To explain how this work let’s use a typical example. Let’s say you are a florist again, wishing to get some printing done for your business so you can attract extra sales. In the ‘cash economy’ the printer might charge $10,000 for the flyers, brochures and business cards that you need. If you approached the printer to try to work out a direct contra (like the one with the restaurant above), it’s fairly unlikely the transaction would occur as the printer would have no use for, say 1000, $10 bunches of flowers to cover the cost of $10,000 for the printing.

However, with the use of a trade exchange this contra deal is possible as trade exchanges offer members an interest-free line of credit to initiate and support trading. If the florist and the printer are members of the same trade exchange, the florist can use their interest free line of credit to pay for the $10,000 worth of printing, in what are referred to as trade dollars (T$). Instead of being in debt or owing the printer directly, the florist now owes the ‘exchanges’ T$10,000. To pay off this debt of T$10,000, the florist over the next 12 months might sell T$2000 worth of roses to the printer, T$500 worth to an accountant, and T$6000 to a reception centre, and so on, all of whom are members of the trade exchange. So you can now see how this contra transaction could work and be facilitated using an exchange.

Let’s look at it from a dollars and cents perspective:

For a florist to sell 1000 T$10 bunches flowers and pay off the T$10,000 debt, they would obviously incur out-of-pocket costs to purchase the flowers at wholesale. I am not a florist, but for this example let’s use the same costs as above and say the average wholesale cost of a bunch of flowers (which they sell for $10) is $3. They will incur a total ‘cash’ cost of $3000 to supply 1000 bunches to the exchange members.

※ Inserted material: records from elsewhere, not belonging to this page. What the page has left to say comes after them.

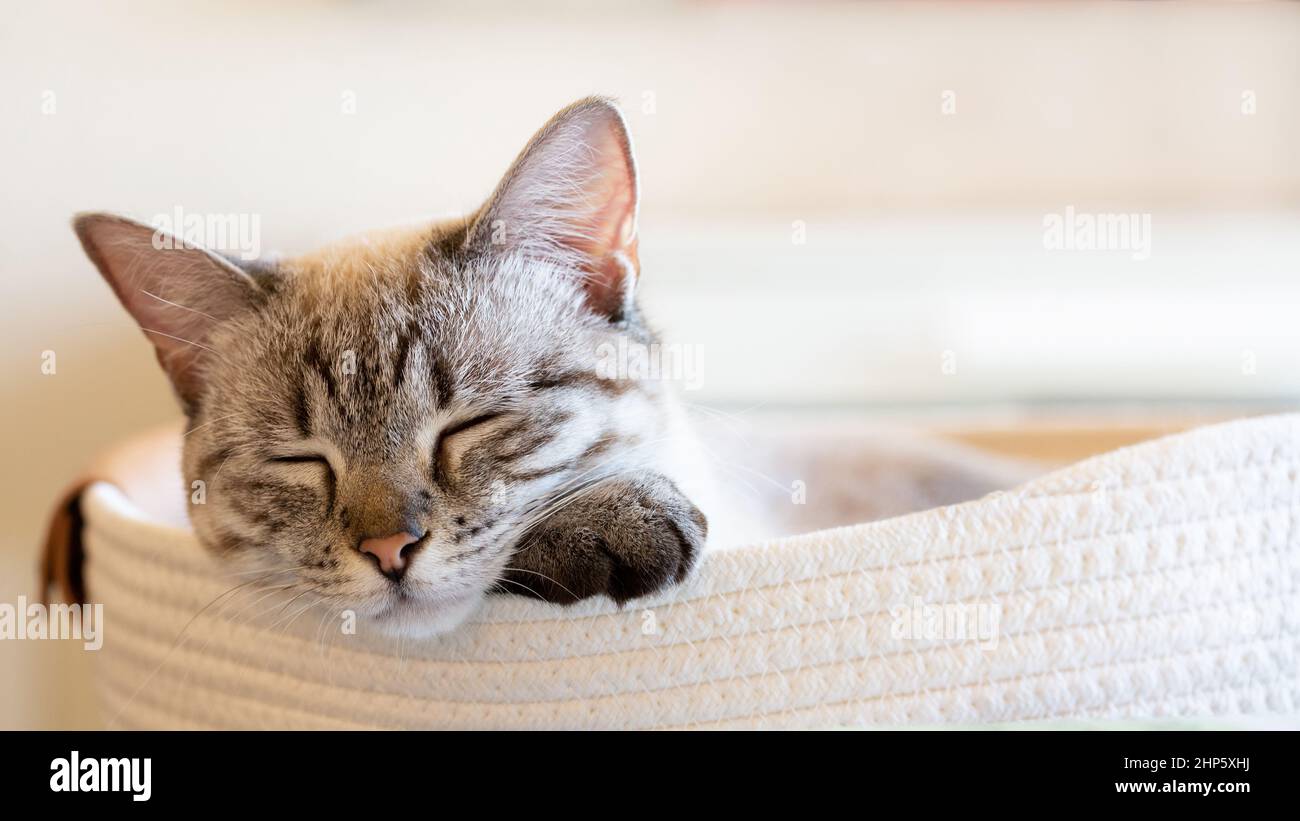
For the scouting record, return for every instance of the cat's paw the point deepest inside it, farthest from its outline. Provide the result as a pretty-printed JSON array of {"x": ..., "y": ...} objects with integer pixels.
[{"x": 623, "y": 538}]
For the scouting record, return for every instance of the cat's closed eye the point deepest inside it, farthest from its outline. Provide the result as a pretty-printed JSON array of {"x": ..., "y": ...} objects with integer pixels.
[{"x": 446, "y": 451}]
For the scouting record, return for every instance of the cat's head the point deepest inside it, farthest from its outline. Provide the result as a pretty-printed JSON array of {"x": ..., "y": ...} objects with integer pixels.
[{"x": 380, "y": 421}]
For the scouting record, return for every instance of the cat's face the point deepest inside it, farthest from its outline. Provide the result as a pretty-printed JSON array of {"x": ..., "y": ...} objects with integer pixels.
[{"x": 380, "y": 422}]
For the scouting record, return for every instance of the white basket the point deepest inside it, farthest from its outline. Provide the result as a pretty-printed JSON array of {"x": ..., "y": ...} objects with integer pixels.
[{"x": 1160, "y": 580}]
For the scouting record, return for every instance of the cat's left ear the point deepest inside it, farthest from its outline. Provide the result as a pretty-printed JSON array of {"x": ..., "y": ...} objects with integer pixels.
[{"x": 571, "y": 198}]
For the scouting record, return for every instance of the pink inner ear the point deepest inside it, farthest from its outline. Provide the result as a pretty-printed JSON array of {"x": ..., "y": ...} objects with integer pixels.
[{"x": 609, "y": 239}]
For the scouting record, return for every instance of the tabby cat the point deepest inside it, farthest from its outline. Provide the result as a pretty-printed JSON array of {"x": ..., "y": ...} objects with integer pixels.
[{"x": 407, "y": 421}]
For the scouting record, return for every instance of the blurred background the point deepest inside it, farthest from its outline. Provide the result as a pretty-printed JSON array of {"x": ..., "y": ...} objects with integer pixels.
[{"x": 845, "y": 205}]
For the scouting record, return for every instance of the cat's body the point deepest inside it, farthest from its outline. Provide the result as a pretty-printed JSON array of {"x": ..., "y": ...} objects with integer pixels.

Being a member of a trade exchange is not free. There are fees involved for the exchange to act as the record keeper. These fees are described and explained below, but for the sake of making this explanation easier let’s say the fees for selling T$10,000 worth of flowers is $1000 in cash. Therefore the total cash cost to the florist to pay back the T$10,000 in flowers is only $4000 ($3000 for the flowers and $1000 in fees) — that’s a $6000 SAVING in CASH!

In other words, at the end of the day they have received $10,000 worth of printing for the cost of only $4000. They are only having to pay 40 cents on the dollar for every purchase they make using the trade exchange — now that’s power! But it gets better. These 1000 bunches of flowers are generally going to be sales they would not have otherwise made. That’s new business to the florist, and they have saved the 1000 bunches they may have had to otherwise throw out and write off.

Looking at it from the printer’s point of view, they have received $10,000 worth of new business they would have otherwise had to forfeit, which they can now spend on accounting services, holidays, phone bills, graphic design, and whatever else they need, which they would have otherwise had to pay cash for. Again, to provide the T$10,000 in printing the printer may only have had raw costs of $4500.

What about overheads and wages, you may be asking; they were not included on the calculations. Exactly right! As the idea for activity in a trade exchange is to bring news sales and/or take up downtime or idle stock, there are going to be no extra overheads to provide the additional services. It’s only the incremental costs that need to be considered. The rent is already being covered by your cash customers, as are the wages and electricity, and all the other overheads. A trade exchange is designed to help milk every spare moment of downtime (printer) or idle inventory (florist).